Late in the evening on New Year’s Eve, 1999, Boris Yeltsin announced his
resignation as president of Russia and the elevation of his successor Vladimir
Putin—the new “strong hand” for a new millennium. Neither Russia nor the rest
of the world realized what his elevation and subsequent election meant at the
time, but maybe we shouldn’t judge ourselves too harshly. Vitaly Mansky only
had an inkling of how bad things could get, even though repeatedly filmed Putin
up close and personal for a series of documentaries broadcast on Russian state
television. Mansky still had all his raw footage, so he was able to reassemble
it into an eerie chronicle of Putin’s solidification of power. Hindsight is
disconcertingly spooky in Mansky’s Putin’s
Witnesses (trailer
here),
which screens as part of a mini-Mansky retrospective at the 2018 Camden International Film Festival.
Mansky
is no stranger to controversy. He rather ticked off two oppressive regimes when
he turned the Russian financed puff piece he was supposed to be shooting in the
DPRK into Under the Sun, an expose of the pariah nation’s propaganda techniques. He now
resides in Latvia. Putin’s Witnesses will
make it even more difficult for him to return to his homeland for the foreseeable
future.
At
times, the fly-on-the-wall footage Mansky captured is just jaw-dropping. We see
in no uncertain terms how Putin’s campaign team staged events for the benefit
of the complaint state media, like the supposedly spontaneous visit to his beloved
grey-hair elementary teacher (actually, that was Mansky’s idea). It also
clearly contradicts the notion that Putin was too busy with affairs of state to
engage in a traditional campaign.
Simultaneously,
Mansky was also working on profiles of Yeltsin, so he has ample footage of the
late president and his family reacting to his hand-picked successor electoral victory
and the early months of his first full term. As you might expect, their initial
elation gives way to pronounced disappointment. Yet, easily the most telling
sequence in the film occurs during election night at the Putin campaign war
room, allowing Mansky to explain how nearly the entire inner circle have now
joined the opposition or died under mysterious circumstances.
Arguably,
the most important (and under-reported in Western media) events Mansky
documents involve Putin’s re-embrace of Soviet anthems, banners, and iconography.
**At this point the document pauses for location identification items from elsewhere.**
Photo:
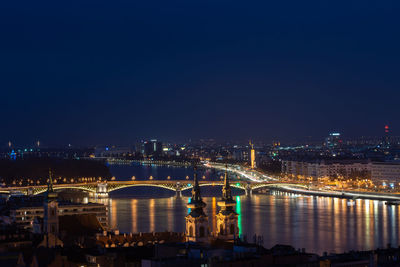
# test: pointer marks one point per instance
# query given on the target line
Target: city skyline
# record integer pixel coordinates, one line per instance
(100, 73)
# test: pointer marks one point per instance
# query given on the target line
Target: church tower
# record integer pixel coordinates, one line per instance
(196, 221)
(50, 218)
(227, 218)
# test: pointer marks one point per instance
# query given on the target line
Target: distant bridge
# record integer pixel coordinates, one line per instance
(101, 189)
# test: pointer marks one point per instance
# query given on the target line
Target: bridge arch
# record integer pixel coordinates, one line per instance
(240, 186)
(87, 189)
(258, 186)
(118, 187)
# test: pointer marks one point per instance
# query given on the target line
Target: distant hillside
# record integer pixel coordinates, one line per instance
(37, 169)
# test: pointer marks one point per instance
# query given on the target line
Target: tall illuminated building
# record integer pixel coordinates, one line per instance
(252, 155)
(227, 218)
(196, 221)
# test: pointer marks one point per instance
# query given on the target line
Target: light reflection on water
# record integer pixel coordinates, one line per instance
(316, 223)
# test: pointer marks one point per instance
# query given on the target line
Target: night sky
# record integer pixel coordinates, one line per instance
(91, 72)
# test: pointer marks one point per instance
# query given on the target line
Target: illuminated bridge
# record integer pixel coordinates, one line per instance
(101, 189)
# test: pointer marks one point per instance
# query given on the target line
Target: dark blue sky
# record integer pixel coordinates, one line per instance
(88, 72)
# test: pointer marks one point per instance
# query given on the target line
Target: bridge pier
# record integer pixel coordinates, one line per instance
(178, 193)
(248, 190)
(102, 190)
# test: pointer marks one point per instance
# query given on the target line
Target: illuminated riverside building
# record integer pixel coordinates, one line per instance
(381, 173)
(23, 210)
(324, 168)
(197, 229)
(227, 218)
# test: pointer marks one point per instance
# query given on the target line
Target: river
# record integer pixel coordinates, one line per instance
(318, 224)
It is pretty surreal to watch Nikita Mikhalkov, the director of Burnt by the Sun, and his composer father
de-Communizing an old Soviet marching dirge, but Mansky has the footage to
prove it happened. Frankly, every conservative drinking Trump’s Russian Kool-Aid
needs to see this film. Remember Reagan and the Cold War? The Gipper would
recognize Putin for exactly what he is: a tyrant and a dangerous enemy of the
Free World.
Like
Under the Sun, Putin’s Witnesses is a pretty gutsy work of documentary filmmaking.
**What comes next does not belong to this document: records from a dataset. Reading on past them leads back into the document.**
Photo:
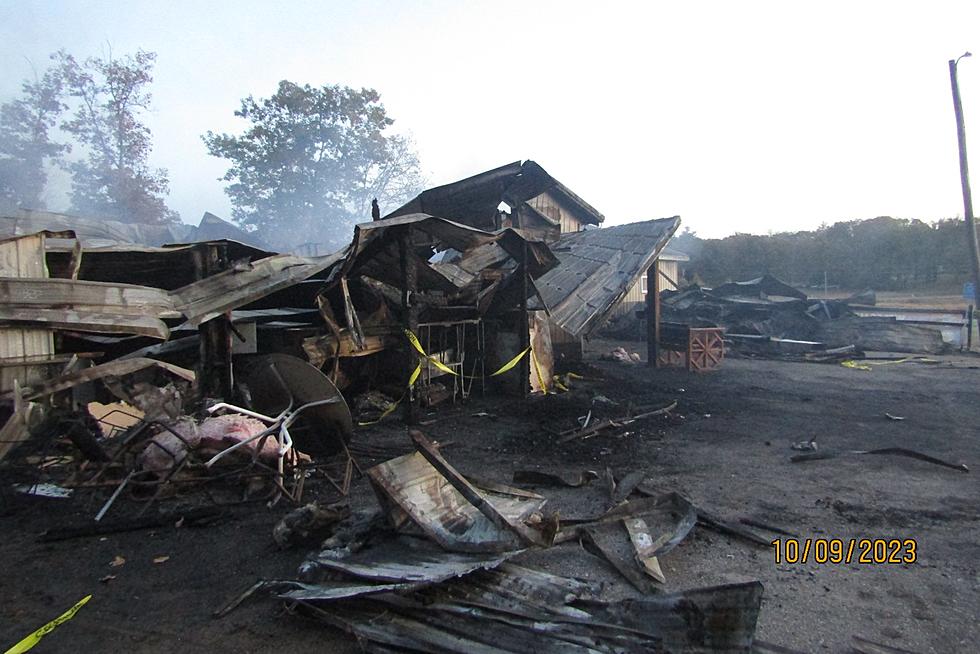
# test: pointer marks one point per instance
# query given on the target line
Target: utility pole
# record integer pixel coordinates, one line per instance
(971, 226)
What really distinguishes the latter from other Putin docs is the way Mansky ruthlessly
judges his own culpability. He had misgivings about the former KGB agent right
from the start, but he still participated in Putin’s PR campaign. Yet, if
someone else had done it, the world would most likely never have the chance to
see this footage. Editor Gunta Ikere also deserves enormous credit for helping
shape Mansky’s footage into such an urgent and compelling narrative. We see,
slowly but surely, how democracy is undermined and freedom is lost. Very highly
recommended, Putin’s Witnesses screens
Friday evening (9/14), as part of this year’s CIFF.